Lo scontro sulle finanze vaticane e l'ipoteca sul prossimo Conclave
Tra riforme, allontanamenti e dimissioni, lo scontro sullo stato dei forzieri del Vaticano è tra curiali e americani
Roma. Cinque anni fa, più o meno in questi giorni, uno dei punti in testa all’agenda delle discussioni tra i cardinali alla ricerca del profilo adatto a succedere a Benedetto XVI riguardava lo stato dei forzieri vaticani. Banche, soldi, trasparenza e finanza. Nel chiuso delle congregazioni generali, oltre alle sortite sulla necessità di evangelizzare di più e meglio e di fare entrare aria fresca dai finestroni dei palazzi d’oltretevere, ci s’accapigliò sullo Ior e tutto ciò che ruotava attorno al celebre torrione.

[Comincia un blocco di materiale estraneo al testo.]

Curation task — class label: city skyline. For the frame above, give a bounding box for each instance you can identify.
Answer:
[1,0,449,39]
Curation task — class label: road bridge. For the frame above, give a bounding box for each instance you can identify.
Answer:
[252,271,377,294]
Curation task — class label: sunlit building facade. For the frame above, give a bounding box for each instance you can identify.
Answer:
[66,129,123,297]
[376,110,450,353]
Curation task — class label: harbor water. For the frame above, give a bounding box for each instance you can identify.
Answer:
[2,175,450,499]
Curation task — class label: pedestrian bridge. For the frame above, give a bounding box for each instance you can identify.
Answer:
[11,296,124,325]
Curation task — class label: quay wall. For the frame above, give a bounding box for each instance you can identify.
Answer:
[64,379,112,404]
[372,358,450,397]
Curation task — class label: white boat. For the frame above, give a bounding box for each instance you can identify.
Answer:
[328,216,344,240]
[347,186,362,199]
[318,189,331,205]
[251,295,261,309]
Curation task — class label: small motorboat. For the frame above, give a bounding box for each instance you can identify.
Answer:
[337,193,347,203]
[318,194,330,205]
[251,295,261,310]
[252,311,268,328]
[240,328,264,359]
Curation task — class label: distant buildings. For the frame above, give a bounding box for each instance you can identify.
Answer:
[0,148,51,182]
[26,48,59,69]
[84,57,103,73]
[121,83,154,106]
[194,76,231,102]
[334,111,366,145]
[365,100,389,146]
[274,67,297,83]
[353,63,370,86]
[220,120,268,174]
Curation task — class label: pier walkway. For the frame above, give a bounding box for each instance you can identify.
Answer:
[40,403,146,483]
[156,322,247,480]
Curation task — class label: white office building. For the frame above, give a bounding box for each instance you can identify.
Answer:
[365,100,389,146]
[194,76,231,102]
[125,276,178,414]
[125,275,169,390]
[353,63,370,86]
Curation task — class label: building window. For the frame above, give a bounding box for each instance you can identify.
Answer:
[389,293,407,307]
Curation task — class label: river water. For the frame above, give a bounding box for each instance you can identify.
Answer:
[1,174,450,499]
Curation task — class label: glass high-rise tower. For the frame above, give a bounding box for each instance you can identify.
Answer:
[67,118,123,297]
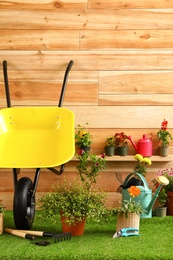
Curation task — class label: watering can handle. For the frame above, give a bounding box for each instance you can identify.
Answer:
[123,172,149,189]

Era la pietra dello scandalo, uno dei grattacapi che più avevano fatto penare Ratzinger, con presidenti nominati e poi d’improvviso messi alla porta, senza che mai sia stato chiarito il motivo.

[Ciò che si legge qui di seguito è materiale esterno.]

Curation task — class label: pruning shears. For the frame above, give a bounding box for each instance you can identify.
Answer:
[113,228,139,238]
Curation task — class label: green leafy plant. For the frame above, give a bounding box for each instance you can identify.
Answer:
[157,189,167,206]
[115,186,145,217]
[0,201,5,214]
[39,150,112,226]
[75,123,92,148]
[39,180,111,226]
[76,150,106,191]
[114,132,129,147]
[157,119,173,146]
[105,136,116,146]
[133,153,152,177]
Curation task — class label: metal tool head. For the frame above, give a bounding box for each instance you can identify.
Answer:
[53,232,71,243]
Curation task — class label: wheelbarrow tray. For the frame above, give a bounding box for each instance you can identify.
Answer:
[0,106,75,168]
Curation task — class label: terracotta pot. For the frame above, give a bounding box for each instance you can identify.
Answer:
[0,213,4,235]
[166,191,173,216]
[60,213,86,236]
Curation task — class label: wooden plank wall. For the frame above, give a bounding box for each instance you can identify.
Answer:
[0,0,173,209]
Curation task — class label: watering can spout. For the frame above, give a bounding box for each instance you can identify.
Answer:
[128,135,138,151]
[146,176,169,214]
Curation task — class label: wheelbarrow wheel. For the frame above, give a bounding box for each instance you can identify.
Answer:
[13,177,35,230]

Si ricorda ancora il botta e risposta tra Tarcisio Bertone, segretario di stato uscente e principe della curia, e il brasiliano Joao Braz de Aviz che applaudito da numerosi confratelli sciorinava l’uno dopo l’altro i problemi di una gestione travagliata che aveva nell’opacità della “banca” vaticana il suo fulcro. Il cardinale nigeriano Onayiekan sbottò dicendo che lo Ior non è un dogma, auspicandone la chiusura così come fece Schönborn. Gli americani, che giravano in un pulmino tutto loro e organizzavano conferenze stampa differenziate, chiarivano che era giunto il loro momento. Chiedevano un manager per sistemare le cose, a partire dall’economia, facendo intendere di avere in tasca – a mo’ di monito – l’elenco dei donors loro connazionali che mantenevano in piedi le finanze di San Pietro. Bergoglio, una volta eletto, disse che a sbarrare le porte della banca ci aveva pensato ma poi aveva concluso che non sarebbe stato possibile. Meglio cambiarne la ragion d’essere, anche se paradossalmente il compito si presentava più arduo. Si trattava di smontare pezzo per pezzo la vecchia struttura, tornando alle origini: un istituto al servizio delle opere di religione e d’aiuto al “Santo Padre nella sua missione di pastore universale”, supportando altresì “istituzioni e individui che collaborano con lui nel suo ministero”, come si legge nel comunicato dell’aprile 2014 che chiuse ogni supposizione circa il destino dello Ior. Ma era l’intero sistema economico-finanziario a essere messo sotto la lente e questo fu il primo terreno su cui si applicò lo spirito riformatore di Francesco: commissioni create ex novo, sostituzione di dirigenti, un taglio più o meno netto con il passato che culminò con la nomina di George Pell a capo della nuova segreteria per l’Economia, che più d’un malumore e tante resistenze creò in curia.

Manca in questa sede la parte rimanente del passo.